いきなり斬りかかってくる神父に、木場が握っていた剣を引きに抜いて応戦する。

 

「神父とは思えない言動だ」

 

「あれー? クソ悪魔の君に何がわかるのかな?」

 

「本当、吐き気がする話し方だ」

 

木場は光の剣を押し返し、横凪に剣を振るうが、神父に軽く避けられてしまう。だが、避けたのは剣だけで、後の攻撃は避けきれないね。

 

「……飛べ」

 

「ふげっ!」

 

体に見合わない大きさのソファーを軽々とぶん投げる小猫ちゃん。

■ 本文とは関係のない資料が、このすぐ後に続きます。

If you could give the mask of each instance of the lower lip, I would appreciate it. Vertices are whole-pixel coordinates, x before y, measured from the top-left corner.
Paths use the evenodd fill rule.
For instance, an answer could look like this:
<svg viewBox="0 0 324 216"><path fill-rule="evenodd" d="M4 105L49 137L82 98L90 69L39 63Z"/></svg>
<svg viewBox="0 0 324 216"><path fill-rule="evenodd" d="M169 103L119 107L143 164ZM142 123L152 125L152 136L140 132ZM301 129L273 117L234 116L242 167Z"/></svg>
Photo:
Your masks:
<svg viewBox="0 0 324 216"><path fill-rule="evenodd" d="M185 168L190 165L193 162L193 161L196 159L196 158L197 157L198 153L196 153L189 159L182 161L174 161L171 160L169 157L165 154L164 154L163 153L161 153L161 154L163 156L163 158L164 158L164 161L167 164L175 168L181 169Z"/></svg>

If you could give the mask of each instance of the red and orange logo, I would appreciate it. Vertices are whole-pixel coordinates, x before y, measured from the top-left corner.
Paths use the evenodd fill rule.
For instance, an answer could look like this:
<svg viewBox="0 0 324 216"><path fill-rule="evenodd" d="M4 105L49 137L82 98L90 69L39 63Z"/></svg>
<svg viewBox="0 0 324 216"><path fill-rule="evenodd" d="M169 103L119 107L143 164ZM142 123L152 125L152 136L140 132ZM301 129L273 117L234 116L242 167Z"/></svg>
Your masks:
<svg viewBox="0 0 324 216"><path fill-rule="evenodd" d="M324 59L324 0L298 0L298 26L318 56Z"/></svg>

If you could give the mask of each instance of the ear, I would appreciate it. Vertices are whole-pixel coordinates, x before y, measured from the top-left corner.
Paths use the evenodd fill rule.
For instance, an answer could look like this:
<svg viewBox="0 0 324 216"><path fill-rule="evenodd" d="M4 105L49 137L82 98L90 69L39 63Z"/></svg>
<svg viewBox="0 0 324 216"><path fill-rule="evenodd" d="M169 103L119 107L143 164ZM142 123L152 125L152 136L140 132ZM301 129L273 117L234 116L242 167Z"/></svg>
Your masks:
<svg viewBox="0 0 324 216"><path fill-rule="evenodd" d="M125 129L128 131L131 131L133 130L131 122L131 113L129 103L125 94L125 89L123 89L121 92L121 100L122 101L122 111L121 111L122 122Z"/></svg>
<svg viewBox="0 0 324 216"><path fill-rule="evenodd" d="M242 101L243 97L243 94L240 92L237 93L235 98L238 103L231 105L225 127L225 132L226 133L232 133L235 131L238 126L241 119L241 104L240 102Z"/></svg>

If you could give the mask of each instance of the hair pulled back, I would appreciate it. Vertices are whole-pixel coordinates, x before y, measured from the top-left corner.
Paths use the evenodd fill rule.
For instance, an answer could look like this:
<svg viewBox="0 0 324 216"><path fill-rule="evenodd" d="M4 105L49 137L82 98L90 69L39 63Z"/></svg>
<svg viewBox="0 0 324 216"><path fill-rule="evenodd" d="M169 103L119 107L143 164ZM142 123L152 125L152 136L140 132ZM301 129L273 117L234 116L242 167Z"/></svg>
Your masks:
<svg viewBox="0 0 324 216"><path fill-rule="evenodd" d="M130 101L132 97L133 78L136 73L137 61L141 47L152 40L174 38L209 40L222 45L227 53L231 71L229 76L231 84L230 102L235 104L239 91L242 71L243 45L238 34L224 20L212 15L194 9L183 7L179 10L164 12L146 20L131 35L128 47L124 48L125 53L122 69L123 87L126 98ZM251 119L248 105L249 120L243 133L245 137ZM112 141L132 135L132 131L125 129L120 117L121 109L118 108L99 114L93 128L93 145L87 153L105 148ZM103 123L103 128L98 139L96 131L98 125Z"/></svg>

相変わらず、馬鹿げた力だこと。

 

「今のうちに飛ぶわよ! 朱乃、準備を」

 

「はい、部長」

 

「部長、アーシアを一緒に連れてってくれませんか!」

 

魔法陣からジャンプしようとしたが、イッセーはシスターを指差して叫ぶが、リアスは首を横に振る。

 

「無理よ。この魔法陣は私の眷属しか飛べないわ……メルト、あなたもいいわね」

 

「ええ、こちらもこちらで用意してるっすから」

 

「アーシア! アーシアアアァァァアアア!!」

 

魔法陣の光が一層濃くなり、グレモリー眷属は全員この場からジャンプして逃げていった。……さて、私も逃げましょうかね。この近辺に堕天使が数名近づいてきてる事だし。戦ってもいいけどね。

 

ま、この分だとシスターももう少しは生き長らえるでしょう。神器(セイクリッド・ギア)も、まだ大丈夫。なら――――――

 

「逃げましょうかね」

 

お決まりの気配を薄くしていく技術を使って、この場から気配を消してゆっくりと外に出ていく。どうやら、堕天使にも気づかれてないようですし、ミッションは成功ってとこですかね。

 

「う~ん、ヤッパリ疲れるっすねぇ、監視は。どうせならもっとこう、ドカンと一発やりたいですよね」

 

あの家から離れ、そろそろ堕天使に見つからないであろう距離まで来たところで、自分の気配をいつも通りに戻す。